Why, then, the apparent complacency in the UK that more and more seems like a pathological lethargy? I’d suggest two reasons that undermine what can be called the moral self-confidence essential to a democratic society.
First, the British state in Westminster and Whitehall has subordinated itself to Washington. Paradoxically, its desire to remain an influential actor on the world stage has enslaved it mentally to the American system. Why did David Miliband when he was Foreign Secretary appear to cover up British complicity in torture? Because the revelations would have damaged the UK’s dependability in the eyes of the US – this was the definition of Britain’s ‘national security’. This embrace of and desire for American approval also runs deep across the media and is embedded in the ruling political culture. It has become a kind of disabling infantilism. When European leaders expressed fury at the US monitoring their phones and those of their aides David Cameron, Nick Clegg, Ed Miliband were silent. It was as if, secretly, they were thrilled at the idea that Uncle Sam would be listening in to them!

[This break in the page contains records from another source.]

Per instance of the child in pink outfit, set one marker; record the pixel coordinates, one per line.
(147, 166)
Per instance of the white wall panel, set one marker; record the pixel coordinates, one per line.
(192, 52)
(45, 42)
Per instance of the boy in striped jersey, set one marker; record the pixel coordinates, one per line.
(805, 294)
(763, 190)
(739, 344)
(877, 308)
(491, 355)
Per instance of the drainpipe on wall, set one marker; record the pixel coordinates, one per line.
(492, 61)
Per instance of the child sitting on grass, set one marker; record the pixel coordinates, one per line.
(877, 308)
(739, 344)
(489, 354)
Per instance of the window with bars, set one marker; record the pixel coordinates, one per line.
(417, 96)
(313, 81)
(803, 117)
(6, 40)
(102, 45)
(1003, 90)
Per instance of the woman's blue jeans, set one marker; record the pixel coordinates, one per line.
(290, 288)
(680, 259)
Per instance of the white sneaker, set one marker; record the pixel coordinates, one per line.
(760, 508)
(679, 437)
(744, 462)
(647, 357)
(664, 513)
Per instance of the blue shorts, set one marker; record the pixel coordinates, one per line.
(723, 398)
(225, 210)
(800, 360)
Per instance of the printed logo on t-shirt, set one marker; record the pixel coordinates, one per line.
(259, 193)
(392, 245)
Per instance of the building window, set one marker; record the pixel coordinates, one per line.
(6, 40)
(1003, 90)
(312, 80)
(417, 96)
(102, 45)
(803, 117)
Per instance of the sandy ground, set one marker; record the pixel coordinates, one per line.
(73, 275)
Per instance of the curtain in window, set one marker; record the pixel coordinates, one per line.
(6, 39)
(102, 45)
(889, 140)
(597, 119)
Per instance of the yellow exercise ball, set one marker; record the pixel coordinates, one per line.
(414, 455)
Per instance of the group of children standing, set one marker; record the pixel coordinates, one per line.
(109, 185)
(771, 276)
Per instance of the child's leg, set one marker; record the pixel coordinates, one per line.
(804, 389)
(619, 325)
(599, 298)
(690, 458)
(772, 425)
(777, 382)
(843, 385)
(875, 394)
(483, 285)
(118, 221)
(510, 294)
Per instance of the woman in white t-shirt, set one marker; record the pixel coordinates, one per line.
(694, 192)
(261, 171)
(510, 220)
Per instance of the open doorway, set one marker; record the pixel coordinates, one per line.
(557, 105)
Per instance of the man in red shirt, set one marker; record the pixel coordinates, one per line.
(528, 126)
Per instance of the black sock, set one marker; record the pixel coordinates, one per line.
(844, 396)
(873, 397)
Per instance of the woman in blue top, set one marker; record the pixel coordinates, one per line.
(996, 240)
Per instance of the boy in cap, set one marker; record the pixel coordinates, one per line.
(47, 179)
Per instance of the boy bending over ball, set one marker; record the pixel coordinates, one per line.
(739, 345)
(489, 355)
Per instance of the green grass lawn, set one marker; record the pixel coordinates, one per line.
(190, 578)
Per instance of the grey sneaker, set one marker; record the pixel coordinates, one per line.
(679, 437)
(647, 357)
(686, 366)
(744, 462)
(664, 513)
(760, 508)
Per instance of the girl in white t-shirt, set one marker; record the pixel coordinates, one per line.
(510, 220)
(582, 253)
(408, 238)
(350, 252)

Second, we have seen an erosion of the old, informal constitutional culture and its belief in British institutions. Instead of being replaced by a democratic culture this has permitted a politics of liberty that has become grossly individualized. In a moving account of his passion for his chosen country, Tom Stoppard expressed his fears for its destiny in his recent speech accepting the PEN/Pinter prize. His list started with surveillance. But before that he described how he had been inspired by Isaiah Berlin’s distinction between ‘positive freedom’, where the state provides your necessities, and the ‘negative freedom’ of individual autonomy and thinking for oneself. For Stoppard, 'negative freedom' was the acme of liberty. Liberty, however, cannot be grounded on the absence of restraint. As Skinner has argued in his brief and devestating if diplomatic polemic with Berlin, Liberty before Liberalism, freedom is shared: the loss of another’s liberty is a threat to mine. This is not collectivism, but nor is it the market freedom of negativity.
While the negative freedom that is lauded in official British culture can thrive without a constitutional framework, the shared self-belief now needed to tame and contain the surveillance state demands a basic law, so that when we make our claims against the state we can do so in the name of our country.
In the late 1980s this argument first broke cover with Charter 88 and helped energise a Labour Party that now seems numb to the point of catatonia on these issues. The call was summed up by the slogan that we should become citizens instead of being subjects. Today, we are moving in the opposite direction - and are turning from being subjects into suspects. This humiliating form of subordination is hard to resist, however, if you do not have any means to make a claim on the state in the form of the sovereignty of ‘We, the people’. In Britain, we are subjects of a sovereignty - trapped by not having a constitution we can call our own. Now the trap is being digitalized into electronic custody.
This is why the Guardian’s stalwart publication of the Snowden revelations thanks to Glenn Greewald is a huge democratic service. We need to think through what we are learning, assess where we go from here and above all defend those who have printed and posted them. Monday evening is a rare chance to hear editors and others reflect on their case and its consequences. If you can, come along, and tell others to as well.